Have you ever Experienced a situation where you needed to recover from a failure but found that despite backup or continuity plans, the restoration expected to be possible was not possible? I've seen this many times over the years. How could this be avoided?
You may or may not be aware of this, but Netflix has a Chaos Monkey! Its job is to randomly wreak havoc on their operation by killing instances of services in their architecture. And, yes, we're talking about production services.
Imagine that in your enterprise. Every day you know one thing for sure: something's going to break today. Can you imagine the tension you'd feel heading into work, knowing that today some random thing is going to break, causing us problems, possibly at the worst possible time? In a business critical environment this would surely cause many to dread coming to work.
How would you deal with this? What would you do?

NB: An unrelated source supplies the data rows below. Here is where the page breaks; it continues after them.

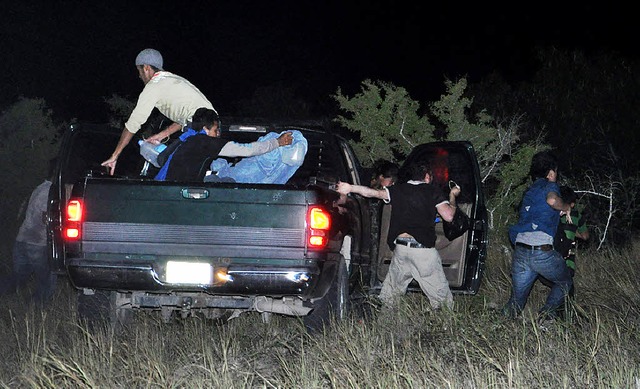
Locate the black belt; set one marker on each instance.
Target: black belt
(410, 243)
(544, 247)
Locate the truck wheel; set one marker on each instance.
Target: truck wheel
(335, 305)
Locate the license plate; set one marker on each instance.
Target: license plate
(193, 273)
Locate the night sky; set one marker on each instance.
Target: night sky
(75, 53)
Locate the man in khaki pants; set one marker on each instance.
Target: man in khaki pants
(412, 234)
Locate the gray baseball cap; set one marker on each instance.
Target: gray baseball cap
(149, 57)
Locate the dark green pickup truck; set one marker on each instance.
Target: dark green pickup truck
(129, 243)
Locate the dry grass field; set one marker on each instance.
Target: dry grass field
(473, 346)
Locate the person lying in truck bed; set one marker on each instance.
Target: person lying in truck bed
(185, 158)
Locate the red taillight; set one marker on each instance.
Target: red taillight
(74, 211)
(318, 222)
(73, 221)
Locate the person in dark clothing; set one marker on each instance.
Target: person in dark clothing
(532, 237)
(412, 235)
(187, 158)
(385, 174)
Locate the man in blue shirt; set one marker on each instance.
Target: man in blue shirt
(532, 236)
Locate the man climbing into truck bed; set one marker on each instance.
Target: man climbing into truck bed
(186, 158)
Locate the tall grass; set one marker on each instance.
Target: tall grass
(411, 346)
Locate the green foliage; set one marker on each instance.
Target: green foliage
(388, 125)
(120, 110)
(30, 141)
(385, 119)
(513, 180)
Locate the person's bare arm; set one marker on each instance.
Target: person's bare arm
(125, 138)
(447, 211)
(162, 135)
(345, 188)
(555, 202)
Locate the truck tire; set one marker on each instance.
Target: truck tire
(335, 304)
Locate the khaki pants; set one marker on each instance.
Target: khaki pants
(425, 266)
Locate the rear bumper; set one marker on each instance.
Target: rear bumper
(242, 279)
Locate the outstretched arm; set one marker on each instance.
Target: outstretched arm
(233, 149)
(345, 188)
(125, 138)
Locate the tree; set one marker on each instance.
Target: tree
(30, 141)
(387, 124)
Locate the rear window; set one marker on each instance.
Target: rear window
(452, 163)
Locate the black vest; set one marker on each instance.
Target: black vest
(192, 158)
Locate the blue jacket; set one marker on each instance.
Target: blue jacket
(274, 167)
(535, 213)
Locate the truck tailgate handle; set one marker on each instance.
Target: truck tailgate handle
(195, 193)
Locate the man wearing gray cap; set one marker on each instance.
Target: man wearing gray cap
(174, 96)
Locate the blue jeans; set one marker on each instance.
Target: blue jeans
(30, 259)
(527, 265)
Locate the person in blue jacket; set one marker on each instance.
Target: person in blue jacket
(187, 159)
(532, 237)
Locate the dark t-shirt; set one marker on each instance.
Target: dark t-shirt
(414, 211)
(187, 163)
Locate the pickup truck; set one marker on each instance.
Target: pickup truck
(129, 243)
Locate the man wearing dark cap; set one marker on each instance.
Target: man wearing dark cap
(175, 97)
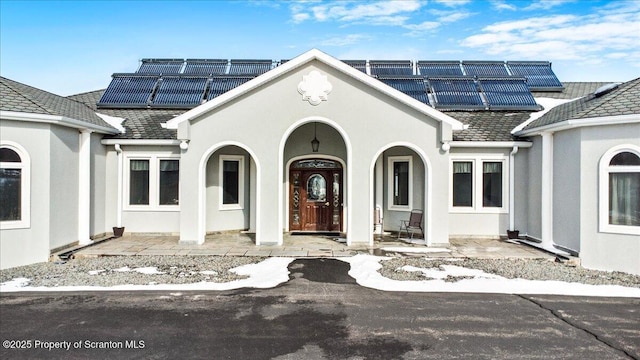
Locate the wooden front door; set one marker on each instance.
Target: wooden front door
(315, 198)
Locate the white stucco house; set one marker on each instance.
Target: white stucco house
(320, 145)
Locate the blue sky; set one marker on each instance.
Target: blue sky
(69, 47)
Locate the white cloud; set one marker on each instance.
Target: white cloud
(345, 40)
(502, 5)
(587, 38)
(547, 4)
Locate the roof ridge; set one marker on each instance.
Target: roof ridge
(29, 99)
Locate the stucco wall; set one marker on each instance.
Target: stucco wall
(601, 250)
(30, 245)
(566, 188)
(98, 186)
(369, 121)
(64, 145)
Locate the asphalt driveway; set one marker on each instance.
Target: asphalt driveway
(320, 314)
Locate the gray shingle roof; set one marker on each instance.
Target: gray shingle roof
(18, 97)
(139, 123)
(482, 125)
(625, 100)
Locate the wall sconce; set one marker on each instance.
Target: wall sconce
(315, 143)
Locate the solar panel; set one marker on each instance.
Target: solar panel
(160, 66)
(358, 64)
(440, 68)
(455, 93)
(390, 67)
(507, 93)
(221, 84)
(413, 86)
(205, 67)
(538, 73)
(249, 67)
(180, 91)
(484, 68)
(128, 90)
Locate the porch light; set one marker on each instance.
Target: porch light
(315, 143)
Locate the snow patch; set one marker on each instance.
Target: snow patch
(364, 268)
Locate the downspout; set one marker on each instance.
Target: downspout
(119, 201)
(84, 187)
(512, 190)
(547, 191)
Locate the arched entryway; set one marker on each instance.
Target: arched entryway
(315, 182)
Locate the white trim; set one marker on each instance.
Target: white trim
(347, 178)
(603, 189)
(202, 191)
(477, 161)
(147, 142)
(490, 144)
(154, 181)
(299, 61)
(25, 186)
(55, 119)
(314, 156)
(391, 182)
(575, 123)
(240, 204)
(428, 203)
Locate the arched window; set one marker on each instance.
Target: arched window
(620, 190)
(14, 186)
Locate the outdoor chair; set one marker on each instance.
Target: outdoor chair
(413, 225)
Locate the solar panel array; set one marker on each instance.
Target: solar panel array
(444, 85)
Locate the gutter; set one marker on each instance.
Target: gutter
(119, 202)
(512, 190)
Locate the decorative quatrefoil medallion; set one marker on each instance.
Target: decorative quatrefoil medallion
(314, 87)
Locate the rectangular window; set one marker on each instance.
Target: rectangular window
(463, 183)
(230, 182)
(492, 184)
(139, 182)
(401, 183)
(169, 182)
(10, 193)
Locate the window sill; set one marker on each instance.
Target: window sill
(14, 225)
(169, 208)
(620, 229)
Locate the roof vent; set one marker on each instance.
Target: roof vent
(605, 89)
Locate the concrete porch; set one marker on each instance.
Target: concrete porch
(241, 244)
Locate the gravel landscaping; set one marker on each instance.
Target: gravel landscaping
(143, 270)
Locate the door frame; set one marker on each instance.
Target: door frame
(345, 186)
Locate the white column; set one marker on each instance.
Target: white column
(547, 190)
(84, 187)
(379, 199)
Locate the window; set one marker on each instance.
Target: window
(462, 183)
(232, 182)
(620, 191)
(492, 184)
(139, 182)
(478, 188)
(169, 182)
(14, 187)
(400, 182)
(154, 183)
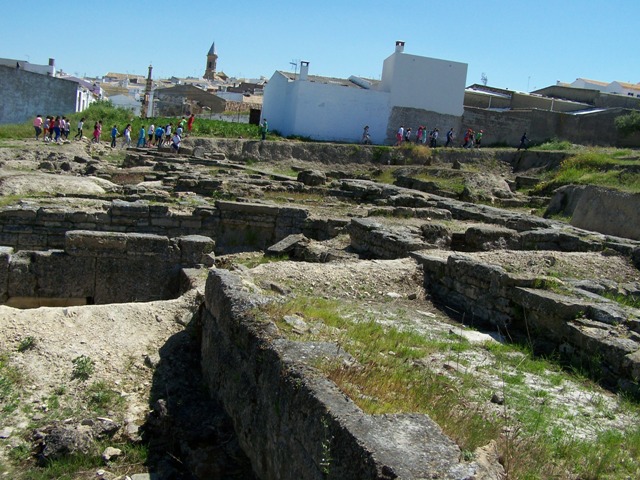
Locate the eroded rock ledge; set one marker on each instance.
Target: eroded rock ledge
(294, 423)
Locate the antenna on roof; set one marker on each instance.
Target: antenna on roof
(294, 64)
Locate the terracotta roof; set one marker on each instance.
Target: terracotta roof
(595, 82)
(631, 86)
(344, 82)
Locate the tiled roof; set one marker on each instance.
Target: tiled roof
(345, 82)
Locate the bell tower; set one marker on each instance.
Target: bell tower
(212, 58)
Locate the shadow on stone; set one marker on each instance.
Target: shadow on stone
(188, 434)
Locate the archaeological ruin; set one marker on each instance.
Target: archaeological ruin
(158, 225)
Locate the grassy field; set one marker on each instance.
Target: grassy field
(392, 374)
(610, 168)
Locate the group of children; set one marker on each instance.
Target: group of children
(55, 129)
(423, 136)
(58, 129)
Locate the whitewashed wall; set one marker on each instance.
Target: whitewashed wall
(427, 83)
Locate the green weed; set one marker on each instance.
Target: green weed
(26, 343)
(83, 367)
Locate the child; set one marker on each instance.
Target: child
(114, 134)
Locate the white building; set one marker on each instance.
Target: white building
(619, 88)
(334, 109)
(127, 102)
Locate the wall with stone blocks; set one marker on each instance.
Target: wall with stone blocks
(233, 225)
(291, 421)
(101, 267)
(580, 327)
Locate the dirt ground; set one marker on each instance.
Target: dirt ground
(124, 340)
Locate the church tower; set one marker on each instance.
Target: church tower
(212, 58)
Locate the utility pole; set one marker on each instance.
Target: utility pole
(146, 100)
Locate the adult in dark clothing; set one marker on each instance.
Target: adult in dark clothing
(523, 141)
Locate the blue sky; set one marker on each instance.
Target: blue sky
(520, 45)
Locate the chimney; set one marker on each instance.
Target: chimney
(304, 70)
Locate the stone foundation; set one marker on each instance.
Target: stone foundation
(584, 327)
(291, 421)
(100, 267)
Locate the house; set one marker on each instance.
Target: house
(618, 88)
(27, 91)
(126, 102)
(184, 99)
(413, 90)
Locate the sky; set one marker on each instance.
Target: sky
(517, 44)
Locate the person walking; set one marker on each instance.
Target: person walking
(142, 136)
(434, 138)
(57, 129)
(399, 136)
(159, 134)
(366, 138)
(126, 143)
(175, 142)
(80, 126)
(114, 134)
(449, 138)
(37, 126)
(190, 124)
(523, 141)
(264, 129)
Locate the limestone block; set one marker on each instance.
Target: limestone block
(134, 279)
(51, 215)
(131, 209)
(59, 275)
(193, 248)
(5, 258)
(22, 280)
(19, 215)
(147, 244)
(286, 245)
(9, 238)
(312, 178)
(87, 243)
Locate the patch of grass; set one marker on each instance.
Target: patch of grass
(625, 300)
(386, 175)
(26, 343)
(554, 144)
(11, 381)
(595, 167)
(390, 376)
(102, 398)
(83, 367)
(451, 183)
(82, 465)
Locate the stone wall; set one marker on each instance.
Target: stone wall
(583, 328)
(599, 209)
(506, 127)
(100, 267)
(291, 421)
(26, 94)
(234, 225)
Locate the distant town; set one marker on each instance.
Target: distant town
(413, 92)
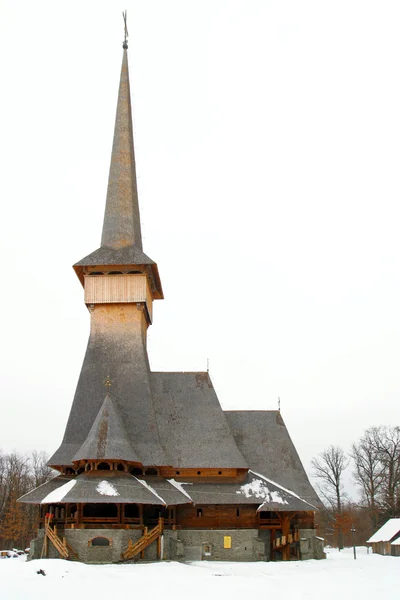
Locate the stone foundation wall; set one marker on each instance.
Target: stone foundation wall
(191, 544)
(183, 545)
(311, 546)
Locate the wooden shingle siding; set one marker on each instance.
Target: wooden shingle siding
(106, 289)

Thinking about it systematically, the first thing I would do from an operations standpoint is to build some great monitoring and diagnostic capabilities that would keep me aware, at all times, of the health of my systems. I'd want to know immediately if something were to stop or reach critical conditions (e.g., running out of storage, processors maxed out, etc.). Then, I'd develop a troubleshooting roadmap that would divide and conquer enterprise services so that I could isolate areas where problems were and weren't. Finally, I d have very clear methods of restarting machines and services when issues are identified. A common sense approach, right?
Now think about this from a developers perspective. Whether you have a service oriented architecture or a more traditional architecture, or like most, a nasty blend, as an architect or developer you'd be worried about what would happen to your processes and transactions if, frequently, systems and services you depend on would not be available. You'd be wise to build independence in everywhere you could and deal with the unavailability of critical components and services in as friendly a way as possible, trying to keep the customer/user from being burdened by transient failures that you know and expect to happen. Systems and services would become more and more autonomous.

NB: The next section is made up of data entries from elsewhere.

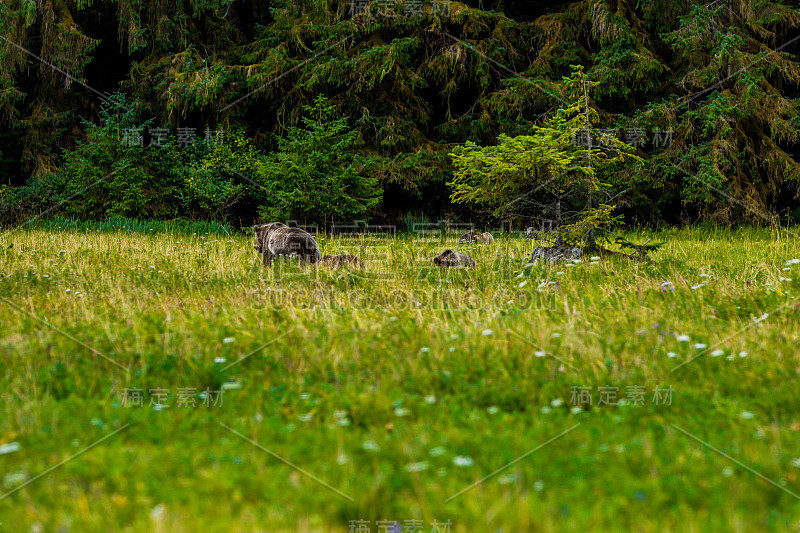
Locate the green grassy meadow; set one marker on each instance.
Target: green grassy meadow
(401, 393)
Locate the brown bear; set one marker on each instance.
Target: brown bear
(471, 236)
(449, 258)
(341, 260)
(276, 239)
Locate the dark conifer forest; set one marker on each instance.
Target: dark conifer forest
(201, 109)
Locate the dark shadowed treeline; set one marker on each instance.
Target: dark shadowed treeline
(119, 104)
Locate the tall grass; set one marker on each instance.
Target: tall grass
(398, 386)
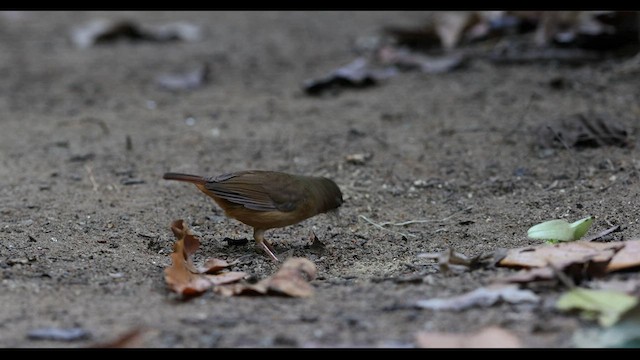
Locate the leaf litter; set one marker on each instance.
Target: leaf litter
(488, 337)
(604, 305)
(481, 297)
(444, 44)
(183, 277)
(104, 31)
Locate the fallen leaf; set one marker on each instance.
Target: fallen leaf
(101, 31)
(561, 256)
(357, 74)
(624, 334)
(607, 306)
(186, 81)
(293, 278)
(482, 297)
(182, 276)
(451, 25)
(560, 229)
(226, 277)
(59, 334)
(582, 131)
(489, 337)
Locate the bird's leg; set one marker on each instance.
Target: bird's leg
(258, 235)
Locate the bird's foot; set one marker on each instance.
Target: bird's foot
(269, 250)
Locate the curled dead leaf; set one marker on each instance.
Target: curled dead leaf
(182, 276)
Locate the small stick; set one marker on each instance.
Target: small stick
(91, 178)
(409, 222)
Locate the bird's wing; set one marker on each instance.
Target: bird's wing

The truth of the matter is that these are the things we should be doing all the time because, whether you acknowledge it or not, the Chaos Monkey can strike anyone, whether he's intentionally allowed to run amok or whether he just sneaks in without permission.

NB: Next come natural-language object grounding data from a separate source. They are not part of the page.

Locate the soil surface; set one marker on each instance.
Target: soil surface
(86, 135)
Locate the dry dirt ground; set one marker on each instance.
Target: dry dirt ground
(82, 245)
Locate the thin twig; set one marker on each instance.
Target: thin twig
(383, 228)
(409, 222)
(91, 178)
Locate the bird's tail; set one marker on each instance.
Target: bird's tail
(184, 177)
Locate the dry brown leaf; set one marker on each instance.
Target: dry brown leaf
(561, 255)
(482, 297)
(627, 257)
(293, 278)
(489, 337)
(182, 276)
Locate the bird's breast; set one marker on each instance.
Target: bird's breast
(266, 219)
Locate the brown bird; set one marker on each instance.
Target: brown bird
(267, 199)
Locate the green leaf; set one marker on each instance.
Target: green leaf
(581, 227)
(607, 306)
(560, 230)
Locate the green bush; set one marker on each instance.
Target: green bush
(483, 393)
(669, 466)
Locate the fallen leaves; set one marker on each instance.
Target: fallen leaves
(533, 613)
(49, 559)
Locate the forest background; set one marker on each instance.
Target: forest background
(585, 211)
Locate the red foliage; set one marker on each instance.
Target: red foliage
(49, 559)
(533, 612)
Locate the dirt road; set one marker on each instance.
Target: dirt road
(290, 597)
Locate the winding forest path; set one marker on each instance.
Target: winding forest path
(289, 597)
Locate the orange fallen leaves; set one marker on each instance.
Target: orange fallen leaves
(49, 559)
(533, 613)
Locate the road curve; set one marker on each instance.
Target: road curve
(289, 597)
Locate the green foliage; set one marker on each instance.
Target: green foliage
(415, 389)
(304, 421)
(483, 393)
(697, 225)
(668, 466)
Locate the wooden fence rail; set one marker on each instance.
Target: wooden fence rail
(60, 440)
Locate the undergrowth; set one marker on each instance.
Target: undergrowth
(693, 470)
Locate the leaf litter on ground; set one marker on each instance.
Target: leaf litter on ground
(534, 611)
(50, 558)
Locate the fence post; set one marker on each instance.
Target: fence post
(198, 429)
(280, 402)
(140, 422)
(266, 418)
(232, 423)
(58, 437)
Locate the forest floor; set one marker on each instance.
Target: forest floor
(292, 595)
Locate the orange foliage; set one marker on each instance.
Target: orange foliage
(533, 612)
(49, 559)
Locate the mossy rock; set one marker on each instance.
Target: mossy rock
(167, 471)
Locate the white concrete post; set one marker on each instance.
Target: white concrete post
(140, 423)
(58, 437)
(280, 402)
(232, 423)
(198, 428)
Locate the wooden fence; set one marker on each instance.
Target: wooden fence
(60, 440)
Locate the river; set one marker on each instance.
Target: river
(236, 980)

This is not just true for software services. It's equally true for restoring data from back-ups, recovering from hardware failures like disk drives, network devices and routes, power supplies, entire machines and more.
Here's a quote from a blog posting by Jeff Atwood about this counterintuitive approach to high service availability:
"When you work with the Chaos Monkey, you quickly learn that everything happens for a reason. Except for those things which happen randomly. And that's why, even though it sounds crazy, the best way to avoid failure is to fail constantly."
Netflix came to this realization as they began to rely on Amazon Web Services (AWS), which meant that they had dependencies on environments that they couldn't necessarily control. At the end of the day, their approach to robustness has made their systems better for it. So, apparently failure on purpose really is a good idea.